Era um conjunto de gente com enorme valor humano, todos excelentes pessoas e que permitiram construir uma equipa com grande compromisso entre todos. Para eles o râguebi estava à frente de tudo, era mesmo o mais importante. E nunca os prejudicou, pois lembro-me de os ver estudar para exames nos autocarros, aeroportos, balneários...
Que momento recorda como o mais marcante nesse Mundial?
O primeiro foi entrarmos eu, o meu adjunto Daniel Hourcade, o capitão Vasco Uva e o vice Joaquim Ferreira, na nossa primeira conferência de imprensa em França, poucos dias antes da estreia, e vermos dezenas e dezenas de jornalistas estrangeiros. Ficámos sem oxigénio. Era isto que queríamos quando apostámos em marcar presença no Mundial e na altura pensei: "Isto vai ser grandioso." Éramos olhados com alguma desconfiança pelo nosso estatuto de única equipa amadora mas senti sempre um enorme respeito. Esta conferência agarrou-nos muito, transmitiu-nos confiança.

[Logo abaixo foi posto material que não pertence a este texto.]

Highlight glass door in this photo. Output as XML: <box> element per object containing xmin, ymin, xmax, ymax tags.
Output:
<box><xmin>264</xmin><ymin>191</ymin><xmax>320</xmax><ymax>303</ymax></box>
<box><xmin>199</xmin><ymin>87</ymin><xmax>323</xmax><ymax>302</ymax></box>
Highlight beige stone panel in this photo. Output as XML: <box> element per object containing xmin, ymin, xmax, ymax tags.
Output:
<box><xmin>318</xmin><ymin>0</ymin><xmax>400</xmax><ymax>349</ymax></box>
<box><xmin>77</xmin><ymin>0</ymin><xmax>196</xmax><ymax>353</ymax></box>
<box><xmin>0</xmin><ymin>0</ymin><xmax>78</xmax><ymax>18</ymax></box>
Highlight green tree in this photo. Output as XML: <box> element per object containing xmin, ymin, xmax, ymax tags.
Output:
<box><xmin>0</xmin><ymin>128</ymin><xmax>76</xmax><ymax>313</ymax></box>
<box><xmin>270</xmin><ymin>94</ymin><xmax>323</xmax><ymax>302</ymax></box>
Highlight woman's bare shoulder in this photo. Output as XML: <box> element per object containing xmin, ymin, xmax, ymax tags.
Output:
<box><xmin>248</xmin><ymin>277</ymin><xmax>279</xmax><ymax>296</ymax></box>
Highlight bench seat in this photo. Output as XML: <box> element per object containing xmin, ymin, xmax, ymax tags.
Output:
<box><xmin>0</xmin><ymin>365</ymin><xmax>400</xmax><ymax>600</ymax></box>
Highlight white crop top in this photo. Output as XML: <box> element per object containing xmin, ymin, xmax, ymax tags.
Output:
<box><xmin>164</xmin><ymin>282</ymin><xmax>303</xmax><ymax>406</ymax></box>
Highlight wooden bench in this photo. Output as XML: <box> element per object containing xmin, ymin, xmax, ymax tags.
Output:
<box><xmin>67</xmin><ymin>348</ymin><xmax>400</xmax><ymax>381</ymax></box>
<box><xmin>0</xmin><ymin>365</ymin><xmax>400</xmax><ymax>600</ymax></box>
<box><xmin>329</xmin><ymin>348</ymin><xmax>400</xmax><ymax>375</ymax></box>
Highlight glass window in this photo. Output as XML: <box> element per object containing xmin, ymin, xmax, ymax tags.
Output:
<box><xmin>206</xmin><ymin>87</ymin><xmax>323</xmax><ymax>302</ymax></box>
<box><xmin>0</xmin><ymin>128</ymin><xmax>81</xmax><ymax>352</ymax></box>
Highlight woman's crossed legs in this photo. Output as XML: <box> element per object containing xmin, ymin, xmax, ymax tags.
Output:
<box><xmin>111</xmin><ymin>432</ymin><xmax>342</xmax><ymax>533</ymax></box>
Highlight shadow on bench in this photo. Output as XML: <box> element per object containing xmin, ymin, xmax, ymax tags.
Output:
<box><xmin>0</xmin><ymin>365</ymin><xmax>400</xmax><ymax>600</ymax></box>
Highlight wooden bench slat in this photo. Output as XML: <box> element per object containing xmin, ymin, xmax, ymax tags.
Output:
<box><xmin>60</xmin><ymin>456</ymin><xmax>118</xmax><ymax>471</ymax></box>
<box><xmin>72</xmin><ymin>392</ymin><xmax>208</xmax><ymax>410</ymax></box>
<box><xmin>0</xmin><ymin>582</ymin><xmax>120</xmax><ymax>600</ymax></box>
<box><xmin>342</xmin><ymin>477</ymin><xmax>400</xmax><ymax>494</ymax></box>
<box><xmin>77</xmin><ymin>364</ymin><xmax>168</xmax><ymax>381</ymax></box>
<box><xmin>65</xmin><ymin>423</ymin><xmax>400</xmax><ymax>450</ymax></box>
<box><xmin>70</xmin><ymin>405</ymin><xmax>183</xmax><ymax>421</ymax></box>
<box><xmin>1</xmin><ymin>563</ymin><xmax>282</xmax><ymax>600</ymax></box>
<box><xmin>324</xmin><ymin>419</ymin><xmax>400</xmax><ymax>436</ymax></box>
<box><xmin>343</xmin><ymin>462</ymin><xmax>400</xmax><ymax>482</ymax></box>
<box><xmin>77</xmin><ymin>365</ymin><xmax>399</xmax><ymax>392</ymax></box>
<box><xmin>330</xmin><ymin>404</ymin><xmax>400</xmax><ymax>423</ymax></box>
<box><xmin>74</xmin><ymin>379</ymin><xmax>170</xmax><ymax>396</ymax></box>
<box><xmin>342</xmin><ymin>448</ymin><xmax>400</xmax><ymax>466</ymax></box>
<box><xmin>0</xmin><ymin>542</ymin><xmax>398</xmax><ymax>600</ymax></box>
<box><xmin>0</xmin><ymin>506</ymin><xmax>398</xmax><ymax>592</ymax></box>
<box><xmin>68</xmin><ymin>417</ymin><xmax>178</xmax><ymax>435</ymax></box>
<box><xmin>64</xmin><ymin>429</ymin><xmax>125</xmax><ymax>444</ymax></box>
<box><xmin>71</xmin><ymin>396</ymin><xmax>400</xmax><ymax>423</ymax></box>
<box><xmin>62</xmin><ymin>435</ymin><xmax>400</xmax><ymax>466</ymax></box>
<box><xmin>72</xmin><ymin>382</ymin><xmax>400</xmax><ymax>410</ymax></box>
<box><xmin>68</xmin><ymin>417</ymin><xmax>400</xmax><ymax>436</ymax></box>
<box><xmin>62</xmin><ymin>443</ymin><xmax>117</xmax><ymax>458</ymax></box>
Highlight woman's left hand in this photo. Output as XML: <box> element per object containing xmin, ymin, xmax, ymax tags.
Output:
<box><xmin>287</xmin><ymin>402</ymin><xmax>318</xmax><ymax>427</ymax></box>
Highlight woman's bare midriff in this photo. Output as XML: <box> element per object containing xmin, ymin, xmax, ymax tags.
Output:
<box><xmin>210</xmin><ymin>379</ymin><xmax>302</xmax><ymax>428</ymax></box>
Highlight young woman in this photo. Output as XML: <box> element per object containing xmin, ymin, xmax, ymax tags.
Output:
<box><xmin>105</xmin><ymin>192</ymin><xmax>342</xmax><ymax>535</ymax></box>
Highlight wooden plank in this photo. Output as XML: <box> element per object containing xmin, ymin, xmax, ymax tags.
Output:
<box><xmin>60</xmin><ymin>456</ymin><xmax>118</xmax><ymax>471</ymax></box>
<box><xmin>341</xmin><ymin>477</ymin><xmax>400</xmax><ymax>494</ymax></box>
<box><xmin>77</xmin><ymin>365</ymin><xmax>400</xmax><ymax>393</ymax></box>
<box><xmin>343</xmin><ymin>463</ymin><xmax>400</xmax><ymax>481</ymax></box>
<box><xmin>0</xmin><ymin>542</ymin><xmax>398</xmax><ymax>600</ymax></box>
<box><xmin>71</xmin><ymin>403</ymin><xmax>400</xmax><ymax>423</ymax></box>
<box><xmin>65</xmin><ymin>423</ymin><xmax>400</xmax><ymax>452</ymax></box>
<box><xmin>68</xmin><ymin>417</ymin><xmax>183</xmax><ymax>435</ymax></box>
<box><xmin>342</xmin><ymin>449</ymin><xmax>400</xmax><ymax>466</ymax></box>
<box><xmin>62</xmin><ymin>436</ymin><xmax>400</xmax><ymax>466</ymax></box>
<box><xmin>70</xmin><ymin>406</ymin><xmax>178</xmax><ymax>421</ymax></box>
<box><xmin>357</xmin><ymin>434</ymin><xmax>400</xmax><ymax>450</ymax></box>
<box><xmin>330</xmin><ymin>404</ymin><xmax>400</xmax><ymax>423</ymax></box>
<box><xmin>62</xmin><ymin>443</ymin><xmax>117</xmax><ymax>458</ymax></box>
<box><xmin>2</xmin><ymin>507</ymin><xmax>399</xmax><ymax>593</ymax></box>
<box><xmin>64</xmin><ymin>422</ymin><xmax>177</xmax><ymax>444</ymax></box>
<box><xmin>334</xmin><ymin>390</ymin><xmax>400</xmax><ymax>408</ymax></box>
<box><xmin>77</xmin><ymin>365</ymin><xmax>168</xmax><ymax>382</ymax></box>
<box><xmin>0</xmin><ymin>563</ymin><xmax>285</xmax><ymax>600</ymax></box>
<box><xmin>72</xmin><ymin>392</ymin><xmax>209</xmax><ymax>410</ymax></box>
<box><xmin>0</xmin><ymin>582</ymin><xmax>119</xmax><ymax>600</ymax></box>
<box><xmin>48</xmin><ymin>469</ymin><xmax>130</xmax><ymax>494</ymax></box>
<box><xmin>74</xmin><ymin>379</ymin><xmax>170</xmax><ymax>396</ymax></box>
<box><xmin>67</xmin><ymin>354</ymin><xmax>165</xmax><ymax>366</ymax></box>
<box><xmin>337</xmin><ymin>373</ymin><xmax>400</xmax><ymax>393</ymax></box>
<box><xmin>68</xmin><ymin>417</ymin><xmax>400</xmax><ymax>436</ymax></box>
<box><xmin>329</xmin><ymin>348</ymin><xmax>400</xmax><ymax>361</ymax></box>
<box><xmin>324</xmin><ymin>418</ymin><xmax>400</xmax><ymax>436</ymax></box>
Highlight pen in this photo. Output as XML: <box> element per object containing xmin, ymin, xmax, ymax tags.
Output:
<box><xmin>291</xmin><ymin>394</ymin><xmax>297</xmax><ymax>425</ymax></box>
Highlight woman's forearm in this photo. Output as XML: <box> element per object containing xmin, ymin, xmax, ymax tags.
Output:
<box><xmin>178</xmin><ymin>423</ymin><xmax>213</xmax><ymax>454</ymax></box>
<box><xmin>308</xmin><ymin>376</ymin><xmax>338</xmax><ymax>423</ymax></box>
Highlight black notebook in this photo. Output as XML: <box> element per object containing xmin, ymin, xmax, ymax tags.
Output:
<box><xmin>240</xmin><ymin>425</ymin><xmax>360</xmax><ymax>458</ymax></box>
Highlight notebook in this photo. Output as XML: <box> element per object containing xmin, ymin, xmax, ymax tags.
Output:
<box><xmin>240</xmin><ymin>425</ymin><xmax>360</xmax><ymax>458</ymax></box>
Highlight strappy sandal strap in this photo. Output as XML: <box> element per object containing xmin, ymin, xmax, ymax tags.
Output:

Mas houve certamente mais momentos positivos...
Houve outro momento arrepiante que foi na viagem do hotel para o estádio de Saint-Étienne na tarde da estreia frente à Escócia. O silêncio no autocarro era impressionante. Íamos com batedores e deparámo-nos com um enorme cordão humano de portugueses que tinham vindo apoiar. E ao sair do autocarro ver tanta gente conhecida, amigos e familiares, que foram ali de propósito, marcou-nos muito. Foi algo extraordinário.
E o mais negativo?
Sem dúvida que foi o anúncio do quinze titular e dos suplentes na véspera da estreia com os escoceses. Era uma página histórica do nosso râguebi e quem fica de fora nunca percebe, nem eu quando era jogador... Confesso que dormi mal nessa noite. E, curiosamente, todos os que ficaram de fora quiseram fazer um exigente treino físico às oito da manhã no dia do jogo, dizendo que estavam prontos para os próximos!
E as quatro derrotas sofridas não foram um ponto negativo?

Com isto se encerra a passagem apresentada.